The Ramacharitamanas, the popular north Indian rendering of the story of Rama, does not feature the Lakshmana Rekha story in the Aranya Kanda. However, in the Lanka Kanda of the Ramcharitmanas, (35.1) Ravana's wife Mandodari rebukes him on his boisterous claims of valour by hinting that his claims of strength and valour are shallow, for he could not even cross a small line drawn by Rama's younger brother, Lakshmana.

The Radhey Shyam Ramayana mentions that the crossing of Lakshamana Rekha by Sita was done absent-mindedly by an anxious Sita only to honour the Indian tradition of Atithi Devo Bhava : guests are to be accorded the respect of God himself. Sita crosses the boundary only to give alms to Ravana once he insists that the alms cannot be accepted across a barrier as crossing it was against the principle of the free will of the donor.

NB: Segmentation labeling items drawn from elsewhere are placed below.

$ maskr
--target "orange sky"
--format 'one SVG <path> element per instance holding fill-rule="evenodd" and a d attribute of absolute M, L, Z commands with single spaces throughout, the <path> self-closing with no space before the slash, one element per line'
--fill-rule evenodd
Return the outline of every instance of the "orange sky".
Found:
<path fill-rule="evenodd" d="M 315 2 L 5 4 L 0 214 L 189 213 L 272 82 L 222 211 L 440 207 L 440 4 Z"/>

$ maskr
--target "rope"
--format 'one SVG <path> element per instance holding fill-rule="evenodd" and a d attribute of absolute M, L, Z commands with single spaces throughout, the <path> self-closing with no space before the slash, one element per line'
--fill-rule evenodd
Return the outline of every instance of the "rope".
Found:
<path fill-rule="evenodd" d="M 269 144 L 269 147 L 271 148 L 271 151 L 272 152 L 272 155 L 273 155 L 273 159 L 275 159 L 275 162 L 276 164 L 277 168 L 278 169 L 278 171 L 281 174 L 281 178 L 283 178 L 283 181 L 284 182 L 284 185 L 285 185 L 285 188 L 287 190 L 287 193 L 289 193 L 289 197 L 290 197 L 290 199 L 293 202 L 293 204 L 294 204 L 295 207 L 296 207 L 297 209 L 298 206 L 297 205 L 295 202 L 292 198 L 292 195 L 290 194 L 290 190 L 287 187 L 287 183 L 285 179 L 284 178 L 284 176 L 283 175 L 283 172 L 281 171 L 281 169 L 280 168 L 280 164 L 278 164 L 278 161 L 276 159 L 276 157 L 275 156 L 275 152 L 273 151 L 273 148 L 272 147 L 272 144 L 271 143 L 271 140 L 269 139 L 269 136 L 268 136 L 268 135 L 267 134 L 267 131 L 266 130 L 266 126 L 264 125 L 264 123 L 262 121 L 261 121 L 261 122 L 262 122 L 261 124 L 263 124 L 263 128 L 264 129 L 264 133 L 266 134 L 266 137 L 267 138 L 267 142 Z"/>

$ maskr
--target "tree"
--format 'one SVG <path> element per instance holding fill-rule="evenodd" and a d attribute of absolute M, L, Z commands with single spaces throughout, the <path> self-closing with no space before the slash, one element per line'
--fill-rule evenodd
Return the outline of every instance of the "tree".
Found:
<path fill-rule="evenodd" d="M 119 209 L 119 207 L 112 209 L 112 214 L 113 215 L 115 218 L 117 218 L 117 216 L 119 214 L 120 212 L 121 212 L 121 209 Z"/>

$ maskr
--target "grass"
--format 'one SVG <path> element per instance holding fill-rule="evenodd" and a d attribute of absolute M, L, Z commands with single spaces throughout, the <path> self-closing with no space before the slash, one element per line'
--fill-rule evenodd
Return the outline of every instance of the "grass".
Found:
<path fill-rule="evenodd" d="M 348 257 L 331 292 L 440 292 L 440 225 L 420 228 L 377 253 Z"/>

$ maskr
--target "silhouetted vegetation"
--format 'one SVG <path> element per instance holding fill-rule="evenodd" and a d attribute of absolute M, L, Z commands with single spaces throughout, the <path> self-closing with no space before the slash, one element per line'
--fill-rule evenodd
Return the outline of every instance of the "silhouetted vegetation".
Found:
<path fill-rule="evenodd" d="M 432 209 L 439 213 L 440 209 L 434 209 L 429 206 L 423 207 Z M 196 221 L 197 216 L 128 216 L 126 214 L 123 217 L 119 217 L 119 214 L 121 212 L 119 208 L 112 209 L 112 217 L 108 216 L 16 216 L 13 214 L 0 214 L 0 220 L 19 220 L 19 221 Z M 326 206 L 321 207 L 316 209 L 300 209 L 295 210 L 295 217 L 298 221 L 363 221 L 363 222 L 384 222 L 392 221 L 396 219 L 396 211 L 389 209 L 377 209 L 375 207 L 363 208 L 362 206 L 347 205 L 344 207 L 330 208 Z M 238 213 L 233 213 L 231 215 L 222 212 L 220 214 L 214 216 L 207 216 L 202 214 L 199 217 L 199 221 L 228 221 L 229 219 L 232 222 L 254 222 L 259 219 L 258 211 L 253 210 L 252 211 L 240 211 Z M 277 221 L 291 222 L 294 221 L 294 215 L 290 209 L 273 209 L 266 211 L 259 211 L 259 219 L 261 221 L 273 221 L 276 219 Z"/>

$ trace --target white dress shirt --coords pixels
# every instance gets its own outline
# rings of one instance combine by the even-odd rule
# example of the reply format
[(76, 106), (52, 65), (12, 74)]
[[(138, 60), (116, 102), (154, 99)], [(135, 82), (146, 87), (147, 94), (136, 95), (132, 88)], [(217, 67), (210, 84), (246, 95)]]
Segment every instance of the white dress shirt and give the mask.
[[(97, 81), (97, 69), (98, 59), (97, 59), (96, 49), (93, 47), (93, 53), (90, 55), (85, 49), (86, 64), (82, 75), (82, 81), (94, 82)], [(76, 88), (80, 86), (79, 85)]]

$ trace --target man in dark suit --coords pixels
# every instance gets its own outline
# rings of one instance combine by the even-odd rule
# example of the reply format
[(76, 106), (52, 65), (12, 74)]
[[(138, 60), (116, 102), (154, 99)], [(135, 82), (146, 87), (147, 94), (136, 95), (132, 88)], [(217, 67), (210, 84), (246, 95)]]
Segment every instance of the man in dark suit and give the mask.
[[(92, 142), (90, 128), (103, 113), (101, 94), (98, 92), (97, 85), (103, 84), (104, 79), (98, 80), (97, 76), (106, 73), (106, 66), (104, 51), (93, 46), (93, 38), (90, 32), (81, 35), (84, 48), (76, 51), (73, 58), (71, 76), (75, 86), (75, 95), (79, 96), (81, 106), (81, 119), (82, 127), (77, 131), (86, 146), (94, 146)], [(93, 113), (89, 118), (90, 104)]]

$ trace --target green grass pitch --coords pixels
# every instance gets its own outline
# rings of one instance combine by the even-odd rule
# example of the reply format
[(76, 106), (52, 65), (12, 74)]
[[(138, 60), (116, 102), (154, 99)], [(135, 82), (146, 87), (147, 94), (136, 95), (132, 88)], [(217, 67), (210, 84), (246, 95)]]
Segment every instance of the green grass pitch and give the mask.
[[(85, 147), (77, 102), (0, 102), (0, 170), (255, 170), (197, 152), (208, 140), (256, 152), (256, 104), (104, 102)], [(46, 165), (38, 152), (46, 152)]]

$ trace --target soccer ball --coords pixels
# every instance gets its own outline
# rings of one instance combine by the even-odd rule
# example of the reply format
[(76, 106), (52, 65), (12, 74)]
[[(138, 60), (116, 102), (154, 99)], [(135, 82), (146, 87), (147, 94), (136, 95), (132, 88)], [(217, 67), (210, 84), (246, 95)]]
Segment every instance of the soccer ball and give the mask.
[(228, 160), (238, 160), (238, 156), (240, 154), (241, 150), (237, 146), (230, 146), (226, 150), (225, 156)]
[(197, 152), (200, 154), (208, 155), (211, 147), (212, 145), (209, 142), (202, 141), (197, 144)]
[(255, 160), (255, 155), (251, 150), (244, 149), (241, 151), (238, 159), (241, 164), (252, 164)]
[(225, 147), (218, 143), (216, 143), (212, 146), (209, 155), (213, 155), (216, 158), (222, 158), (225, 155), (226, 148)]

In local tradition, the line is believed to have been drawn at Panchavati, in the forest of Dandakaranya, which is now part of the city of Nashik in Maharashtra.

==Modern use==
Lakshmana Rekha, in modern Indian parlance, refers to a strict convention or a rule, never to be broken. See the American Bright-line rule. It often refers to the ethical limits of an action, traversing which may lead to undesirable consequences. Example of use:
Constitution is very clear on the roles of the Judiciary and the Legislature, Lok Sabha Speaker Somnath Chatterjee said; both should not cross the Lakshman Rekha.